Mathieu managed to bribe his way into the study group in exchange for a rather valuable first edition of The Second Sex that his grandmother had given to him for his eighteenth birthday. He’d felt very guilty about this at the time, but needs must and his needs, both for food and love, were great. Mathieu could barely boil an egg and was too poor to pay others to cook for him, so he lived on a diet of toast with various toppings: honey for breakfast, jam for lunch, peanut butter for dinner. At the weekends, he had lemon curd for breakfast, lunch and dinner. In love, Mathieu was equally bereft. Upon arrival at university, he’d still been nursing a broken heart for a girl who’d unceremoniously dumped him after being accepted to Oxford University to study chemistry. Mathieu had nursed a significant grudge again
st the city ever since and had vowed never, should he happen to find himself in England, to visit. He had remained miserable, the pieces of his battered heart rattling around in his ribcage as he shuffled from his room to the library and back, until he’d set eyes on Virginie. His spirits had so uplifted at the sight of her that Mathieu had imagined his grandmother would understand about the book. The exchange had certainly been worth it.
That first night of the study group, Mathieu had consumed more petites madeleines, chocolate eclairs and palmiers than any other attendee. The chef regarded him with initial suspicion, from over the top of Madame Bovary, then incredulity, then, finally, admiration. At the end of the evening, to Mathieu’s great relief, since he’d run out of excuses to linger, she’d stopped him at the door.
‘I don’t know whether to be offended or flattered,’ she’d said.
Mathieu’s spirits had sunk. ‘Why offended?’
‘On behalf of Madame Bovary,’ Virginie said. ‘Since you passed the whole evening without paying the slightest attention to her. Indeed, you passed the entire evening without paying much attention to any of us.’

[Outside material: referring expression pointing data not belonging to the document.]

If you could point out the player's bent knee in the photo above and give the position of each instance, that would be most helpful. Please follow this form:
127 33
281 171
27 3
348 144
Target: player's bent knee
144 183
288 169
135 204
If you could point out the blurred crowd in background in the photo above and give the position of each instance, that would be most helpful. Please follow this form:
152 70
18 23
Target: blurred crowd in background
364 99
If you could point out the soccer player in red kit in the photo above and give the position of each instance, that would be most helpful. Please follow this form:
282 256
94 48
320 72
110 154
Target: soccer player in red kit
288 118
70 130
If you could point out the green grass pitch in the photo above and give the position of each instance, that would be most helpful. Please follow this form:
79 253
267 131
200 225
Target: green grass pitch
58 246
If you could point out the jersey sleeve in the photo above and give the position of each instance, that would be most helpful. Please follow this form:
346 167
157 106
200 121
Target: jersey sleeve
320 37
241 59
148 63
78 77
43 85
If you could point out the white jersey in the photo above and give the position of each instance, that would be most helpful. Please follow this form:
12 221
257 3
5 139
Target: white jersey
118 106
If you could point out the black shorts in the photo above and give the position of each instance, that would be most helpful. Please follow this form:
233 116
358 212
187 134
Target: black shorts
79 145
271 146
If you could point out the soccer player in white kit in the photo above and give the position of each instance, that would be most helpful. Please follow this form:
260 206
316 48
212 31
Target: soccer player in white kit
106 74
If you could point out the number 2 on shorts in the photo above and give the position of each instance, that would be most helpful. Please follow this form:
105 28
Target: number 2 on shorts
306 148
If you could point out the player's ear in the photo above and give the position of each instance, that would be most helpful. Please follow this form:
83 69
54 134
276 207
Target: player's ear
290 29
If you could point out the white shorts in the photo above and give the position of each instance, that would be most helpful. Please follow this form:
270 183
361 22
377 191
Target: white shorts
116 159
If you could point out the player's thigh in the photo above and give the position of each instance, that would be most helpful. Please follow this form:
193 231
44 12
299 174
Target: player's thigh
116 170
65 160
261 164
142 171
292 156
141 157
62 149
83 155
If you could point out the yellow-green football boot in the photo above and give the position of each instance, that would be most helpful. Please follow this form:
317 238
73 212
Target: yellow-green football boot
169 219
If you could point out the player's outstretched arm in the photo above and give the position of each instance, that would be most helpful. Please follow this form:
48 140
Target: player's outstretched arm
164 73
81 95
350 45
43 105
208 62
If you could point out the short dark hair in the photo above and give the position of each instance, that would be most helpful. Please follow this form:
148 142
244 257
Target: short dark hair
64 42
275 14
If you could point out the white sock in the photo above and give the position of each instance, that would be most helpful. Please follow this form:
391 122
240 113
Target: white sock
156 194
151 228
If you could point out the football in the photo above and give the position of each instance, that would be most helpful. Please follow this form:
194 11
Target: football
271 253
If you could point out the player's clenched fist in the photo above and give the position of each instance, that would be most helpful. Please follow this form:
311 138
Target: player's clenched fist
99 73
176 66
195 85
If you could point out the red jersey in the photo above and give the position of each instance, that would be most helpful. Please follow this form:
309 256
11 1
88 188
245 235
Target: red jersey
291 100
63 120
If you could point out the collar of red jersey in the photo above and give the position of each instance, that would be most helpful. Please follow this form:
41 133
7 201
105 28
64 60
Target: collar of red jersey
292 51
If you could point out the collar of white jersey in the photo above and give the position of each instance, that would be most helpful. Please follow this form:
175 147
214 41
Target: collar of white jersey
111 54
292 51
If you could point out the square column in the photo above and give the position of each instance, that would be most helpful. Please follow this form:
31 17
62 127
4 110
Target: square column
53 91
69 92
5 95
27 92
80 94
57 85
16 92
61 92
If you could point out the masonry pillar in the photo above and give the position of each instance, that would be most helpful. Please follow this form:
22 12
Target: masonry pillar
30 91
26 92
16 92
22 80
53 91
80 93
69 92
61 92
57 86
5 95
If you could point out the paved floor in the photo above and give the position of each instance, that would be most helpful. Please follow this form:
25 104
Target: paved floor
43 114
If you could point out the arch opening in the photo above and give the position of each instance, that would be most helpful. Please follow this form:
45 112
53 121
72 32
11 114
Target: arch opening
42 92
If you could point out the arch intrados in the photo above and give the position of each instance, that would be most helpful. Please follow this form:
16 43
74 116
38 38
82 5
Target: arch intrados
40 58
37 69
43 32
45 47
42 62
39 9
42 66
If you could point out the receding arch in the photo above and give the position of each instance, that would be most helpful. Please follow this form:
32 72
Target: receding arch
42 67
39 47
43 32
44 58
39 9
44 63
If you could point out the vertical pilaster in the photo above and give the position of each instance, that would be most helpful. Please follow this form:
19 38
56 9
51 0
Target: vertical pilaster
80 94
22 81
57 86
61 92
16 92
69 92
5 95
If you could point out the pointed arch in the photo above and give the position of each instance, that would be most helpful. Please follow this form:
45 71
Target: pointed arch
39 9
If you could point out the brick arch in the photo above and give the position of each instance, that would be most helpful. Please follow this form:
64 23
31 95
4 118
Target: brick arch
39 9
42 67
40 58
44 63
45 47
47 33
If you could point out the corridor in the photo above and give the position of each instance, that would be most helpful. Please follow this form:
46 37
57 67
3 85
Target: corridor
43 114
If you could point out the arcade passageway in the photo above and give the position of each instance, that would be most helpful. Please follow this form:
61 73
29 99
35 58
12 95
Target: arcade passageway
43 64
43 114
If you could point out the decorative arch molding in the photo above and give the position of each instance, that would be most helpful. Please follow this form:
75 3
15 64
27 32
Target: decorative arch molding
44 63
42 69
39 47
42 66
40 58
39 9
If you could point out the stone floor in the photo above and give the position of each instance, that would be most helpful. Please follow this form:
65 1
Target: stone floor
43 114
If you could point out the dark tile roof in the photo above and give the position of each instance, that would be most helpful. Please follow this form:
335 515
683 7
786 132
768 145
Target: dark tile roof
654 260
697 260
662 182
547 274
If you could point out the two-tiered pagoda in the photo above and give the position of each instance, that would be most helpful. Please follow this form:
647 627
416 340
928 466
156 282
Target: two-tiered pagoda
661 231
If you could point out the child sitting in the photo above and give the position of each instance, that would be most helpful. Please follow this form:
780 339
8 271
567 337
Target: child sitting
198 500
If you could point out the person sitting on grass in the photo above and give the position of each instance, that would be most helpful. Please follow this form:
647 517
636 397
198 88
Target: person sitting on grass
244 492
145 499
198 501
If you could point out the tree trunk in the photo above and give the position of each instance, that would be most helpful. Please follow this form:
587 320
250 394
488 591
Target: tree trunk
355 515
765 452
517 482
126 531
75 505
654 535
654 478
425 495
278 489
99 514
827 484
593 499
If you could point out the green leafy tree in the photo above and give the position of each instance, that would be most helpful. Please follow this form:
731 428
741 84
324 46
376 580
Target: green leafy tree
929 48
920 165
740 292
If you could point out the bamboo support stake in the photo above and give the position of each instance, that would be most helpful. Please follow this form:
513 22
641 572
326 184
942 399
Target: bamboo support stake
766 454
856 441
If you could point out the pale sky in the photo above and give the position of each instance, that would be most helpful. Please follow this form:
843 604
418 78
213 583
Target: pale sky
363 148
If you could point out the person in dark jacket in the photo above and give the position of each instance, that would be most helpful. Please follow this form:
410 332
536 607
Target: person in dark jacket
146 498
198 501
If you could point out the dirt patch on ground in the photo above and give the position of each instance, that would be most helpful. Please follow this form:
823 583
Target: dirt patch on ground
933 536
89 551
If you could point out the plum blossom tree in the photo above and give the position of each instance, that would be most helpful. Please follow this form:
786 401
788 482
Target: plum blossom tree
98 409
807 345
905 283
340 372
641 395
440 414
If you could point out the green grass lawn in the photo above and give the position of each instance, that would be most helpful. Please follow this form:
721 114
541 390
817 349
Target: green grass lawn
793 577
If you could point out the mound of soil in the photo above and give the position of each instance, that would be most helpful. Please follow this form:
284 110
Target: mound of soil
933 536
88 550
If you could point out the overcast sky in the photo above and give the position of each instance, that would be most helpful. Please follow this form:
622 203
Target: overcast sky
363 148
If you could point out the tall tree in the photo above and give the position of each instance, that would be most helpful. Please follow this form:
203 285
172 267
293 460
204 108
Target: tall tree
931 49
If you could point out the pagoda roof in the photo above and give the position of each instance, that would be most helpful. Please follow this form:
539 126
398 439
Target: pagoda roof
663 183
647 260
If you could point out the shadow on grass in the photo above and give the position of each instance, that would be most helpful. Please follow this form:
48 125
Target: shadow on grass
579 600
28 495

Mathieu was silent, desperately wondering how best to defend himself in order that he might be permitted re-entry the following week. ‘I’m so sorry,’ he said. ‘I didn’t mean to … be so rude. I’ve just – I had never tasted anything so sublime as your pastries before and I, I …’
And then he’d trailed off because Virginie was smiling at him.
‘It’s alright,’ she said. ‘I’ve decided to be flattered. Would you like to stay for a coffee? If you’re able to squeeze anything more into your stomach, that is.’
Mathieu, still standing in the doorway, saw that her room was now empty. It’d taken a great deal of restraint not to let out a yelp of delight. The fact that he was decidedly nauseous, that even the thought of coffee, let alone the smell, nearly made him wretch did not deter Mathieu for the slightest of seconds. He nodded firmly, even as his stomach gurgled dangerously.